In transforms.py, crop is applied after rescale

gdc · January 30, 2018, 12:04am

Hi @jeremy
First , since it’s the first time I ping you, thanks for the great course . the generated abstracts in lesson 4v2 are absolutely mind blowing ! I can’t wait to try by myself.

for now I’m still working on image classification, on kaggle’s IEEE camera recognition and I think I face a bug in fastai.
I want to use a random crop on the images but without downscaling to keep native resolution (get 299*299 out of the picture, even if it’s a small part). I found out that the crop is applied after the scaling due to this code in transforms.py:

self.tfms = tfms + [crop_tfm, normalizer, channel_dim]

github.com

fastai/fastai/blob/fd4f5cf803d12ac56e17a2ee9e777a76efc2dbc1/fastai/transforms.py#L441


CENTER = 2
NO = 3




class Transforms():
def __init__(self, sz, tfms, normalizer, denorm, crop_type=CropType.CENTER, tfm_y=TfmType.NO):
    self.sz,self.denorm = sz,denorm
    crop_tfm = CenterCrop(sz, tfm_y)
    if crop_type == CropType.RANDOM: crop_tfm = RandomCrop(sz, tfm_y)
    if crop_type == CropType.NO: crop_tfm = NoCrop(sz, tfm_y)
    self.tfms = tfms + [crop_tfm, normalizer, channel_dim]
def __call__(self, im, y=None): return compose(im, y, self.tfms)




def image_gen(normalizer, denorm, sz, tfms=None, max_zoom=None, pad=0, crop_type=None, tfm_y=None):
if tfm_y is None: tfm_y=TfmType.NO
if tfms is None: tfms=[]
elif not isinstance(tfms, collections.Iterable): tfms=[tfms]
scale = [RandomScale(sz, max_zoom, tfm_y=tfm_y) if max_zoom is not None else Scale(sz, tfm_y)]
if pad: scale.append(AddPadding(pad))
if (max_zoom is not None or pad!=0) and crop_type is None: crop_type = CropType.RANDOM

so I end up with rescaled images and augmented images which are quite close from one another.
in my case I patched this to self.tfms = [crop_tfm] + tfms + [normalizer, channel_dim]
but that would break the intuitive default behavior for crop_type=CENTER, for most image recognition problems I guess.
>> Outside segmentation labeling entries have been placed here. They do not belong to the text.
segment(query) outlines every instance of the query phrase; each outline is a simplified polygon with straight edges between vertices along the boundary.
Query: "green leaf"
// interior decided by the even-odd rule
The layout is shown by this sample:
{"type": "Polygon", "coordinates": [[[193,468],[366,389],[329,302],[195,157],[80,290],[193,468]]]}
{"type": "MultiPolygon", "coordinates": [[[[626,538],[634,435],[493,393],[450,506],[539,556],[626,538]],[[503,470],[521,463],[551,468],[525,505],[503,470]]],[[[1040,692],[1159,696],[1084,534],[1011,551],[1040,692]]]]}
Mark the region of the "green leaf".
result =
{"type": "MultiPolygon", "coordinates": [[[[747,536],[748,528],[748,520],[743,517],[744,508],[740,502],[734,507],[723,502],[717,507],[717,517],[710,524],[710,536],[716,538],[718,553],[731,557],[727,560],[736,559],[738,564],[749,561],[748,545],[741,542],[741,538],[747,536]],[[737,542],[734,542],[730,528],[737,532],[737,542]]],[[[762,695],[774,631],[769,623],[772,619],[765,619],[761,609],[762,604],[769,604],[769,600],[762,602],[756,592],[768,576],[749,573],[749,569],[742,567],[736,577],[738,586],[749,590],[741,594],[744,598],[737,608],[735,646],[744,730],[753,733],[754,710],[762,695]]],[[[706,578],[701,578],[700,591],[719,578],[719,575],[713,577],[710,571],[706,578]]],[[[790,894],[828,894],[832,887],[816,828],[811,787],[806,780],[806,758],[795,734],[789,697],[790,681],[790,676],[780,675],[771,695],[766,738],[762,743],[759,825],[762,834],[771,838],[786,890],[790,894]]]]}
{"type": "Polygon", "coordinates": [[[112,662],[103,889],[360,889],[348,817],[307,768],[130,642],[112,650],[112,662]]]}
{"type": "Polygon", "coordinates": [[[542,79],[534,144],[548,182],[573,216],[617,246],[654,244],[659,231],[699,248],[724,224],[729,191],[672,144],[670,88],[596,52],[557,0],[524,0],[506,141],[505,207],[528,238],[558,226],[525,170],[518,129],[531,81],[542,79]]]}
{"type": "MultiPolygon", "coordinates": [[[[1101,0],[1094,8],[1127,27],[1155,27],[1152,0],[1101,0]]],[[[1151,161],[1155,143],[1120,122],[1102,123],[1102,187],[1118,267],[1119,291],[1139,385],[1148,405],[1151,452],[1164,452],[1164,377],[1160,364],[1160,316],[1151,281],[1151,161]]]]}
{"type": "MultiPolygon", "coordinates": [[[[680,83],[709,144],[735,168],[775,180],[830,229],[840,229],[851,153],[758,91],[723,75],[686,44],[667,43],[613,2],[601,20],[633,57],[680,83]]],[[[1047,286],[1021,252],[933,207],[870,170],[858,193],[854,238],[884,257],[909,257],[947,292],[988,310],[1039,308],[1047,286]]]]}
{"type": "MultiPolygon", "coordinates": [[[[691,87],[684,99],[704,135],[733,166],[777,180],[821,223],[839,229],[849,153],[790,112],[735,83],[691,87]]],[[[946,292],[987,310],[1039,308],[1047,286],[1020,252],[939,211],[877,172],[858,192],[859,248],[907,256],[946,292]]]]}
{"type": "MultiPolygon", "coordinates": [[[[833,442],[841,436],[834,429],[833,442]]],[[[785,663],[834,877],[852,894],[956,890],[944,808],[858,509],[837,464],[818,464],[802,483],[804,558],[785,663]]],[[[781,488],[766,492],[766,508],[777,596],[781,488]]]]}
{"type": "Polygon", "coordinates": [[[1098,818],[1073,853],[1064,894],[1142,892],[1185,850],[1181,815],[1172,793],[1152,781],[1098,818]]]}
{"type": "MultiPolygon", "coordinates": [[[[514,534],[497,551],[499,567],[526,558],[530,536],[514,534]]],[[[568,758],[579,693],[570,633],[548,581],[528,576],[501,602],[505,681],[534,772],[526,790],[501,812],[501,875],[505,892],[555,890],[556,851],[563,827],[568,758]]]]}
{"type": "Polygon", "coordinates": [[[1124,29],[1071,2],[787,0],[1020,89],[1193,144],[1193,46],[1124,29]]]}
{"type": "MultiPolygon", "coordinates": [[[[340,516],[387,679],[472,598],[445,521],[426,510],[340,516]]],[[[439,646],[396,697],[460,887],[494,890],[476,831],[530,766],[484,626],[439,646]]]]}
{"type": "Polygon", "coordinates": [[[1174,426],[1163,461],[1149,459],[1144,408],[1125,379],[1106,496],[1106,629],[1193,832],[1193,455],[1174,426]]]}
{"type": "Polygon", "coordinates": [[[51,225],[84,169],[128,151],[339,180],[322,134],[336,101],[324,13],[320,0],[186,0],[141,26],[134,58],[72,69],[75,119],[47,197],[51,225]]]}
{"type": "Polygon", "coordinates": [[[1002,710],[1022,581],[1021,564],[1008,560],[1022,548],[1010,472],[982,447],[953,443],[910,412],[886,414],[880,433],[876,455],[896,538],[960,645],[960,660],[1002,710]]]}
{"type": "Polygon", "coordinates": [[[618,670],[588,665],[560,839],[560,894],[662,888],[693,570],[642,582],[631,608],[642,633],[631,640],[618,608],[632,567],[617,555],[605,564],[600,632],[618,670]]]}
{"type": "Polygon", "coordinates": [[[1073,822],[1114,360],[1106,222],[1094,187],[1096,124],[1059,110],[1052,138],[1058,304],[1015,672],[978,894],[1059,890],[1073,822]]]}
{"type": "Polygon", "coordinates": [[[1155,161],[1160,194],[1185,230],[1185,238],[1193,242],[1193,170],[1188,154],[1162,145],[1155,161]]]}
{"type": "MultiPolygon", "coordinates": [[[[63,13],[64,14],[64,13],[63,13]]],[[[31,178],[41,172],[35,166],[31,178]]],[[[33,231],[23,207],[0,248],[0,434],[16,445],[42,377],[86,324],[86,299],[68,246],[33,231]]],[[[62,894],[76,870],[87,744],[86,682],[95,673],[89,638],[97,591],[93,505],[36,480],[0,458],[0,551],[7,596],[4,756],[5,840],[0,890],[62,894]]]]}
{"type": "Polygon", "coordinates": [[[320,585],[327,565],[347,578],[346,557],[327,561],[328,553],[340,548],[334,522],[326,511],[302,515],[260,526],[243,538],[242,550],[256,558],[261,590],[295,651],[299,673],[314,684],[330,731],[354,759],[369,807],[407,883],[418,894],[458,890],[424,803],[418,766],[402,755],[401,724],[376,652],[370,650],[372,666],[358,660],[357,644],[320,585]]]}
I think the clean way to fix this is to add an optional crop_size parameter that would be either an int (nb of pixels to keep) or a float ( % of the image to keep ) on top of the current crop_type. and apply the crop before tfms.

What do you think?
If you agree with the approach, I can submit a PR.

gdc · January 31, 2018, 7:41am

looking at this again it looks like the crop feature is more intended to fit the model input shape than data augmentation, am I right ? so, instead of modifying it, I should have added another random crop transformation, placed first in tfms_aug?

or maybe even pre-cropped the jpeg files offline - but i’d lose the randomness -, since right now i have a CPU bottleneck on opening these big jpeg files just to discard 90%+ of the pixels.

Ashka · May 11, 2018, 8:51pm

Wait does it mean that the images are cropped instead of being resized (like downsized)?

gdc · May 11, 2018, 10:35pm

yes, the images are resized. which I guess is the right behaviour for a vast majority of image recognition tasks.

my problem was that in this particular case i didn’t want the rescaling, i just wanted a crop (even if it meant discarding 90% of the image) which was not possible since the images were first resized so that the smallest dimension is 299px, and then cropped randomly.

uulwake · November 6, 2019, 9:22am

Hi @gdc, I have the same exact problem with you. Did you find any solutions?

gdc · November 6, 2019, 10:52am

Hi!
At the time, I just kept a separate clone of fastai lib for the Kaggle comp, with the patch mentioned above (forcing crop_tfm to be done before tfms) but I guess this is unlikely to still be relevant today, I think fastai lib was rewritten almost entirely with v1?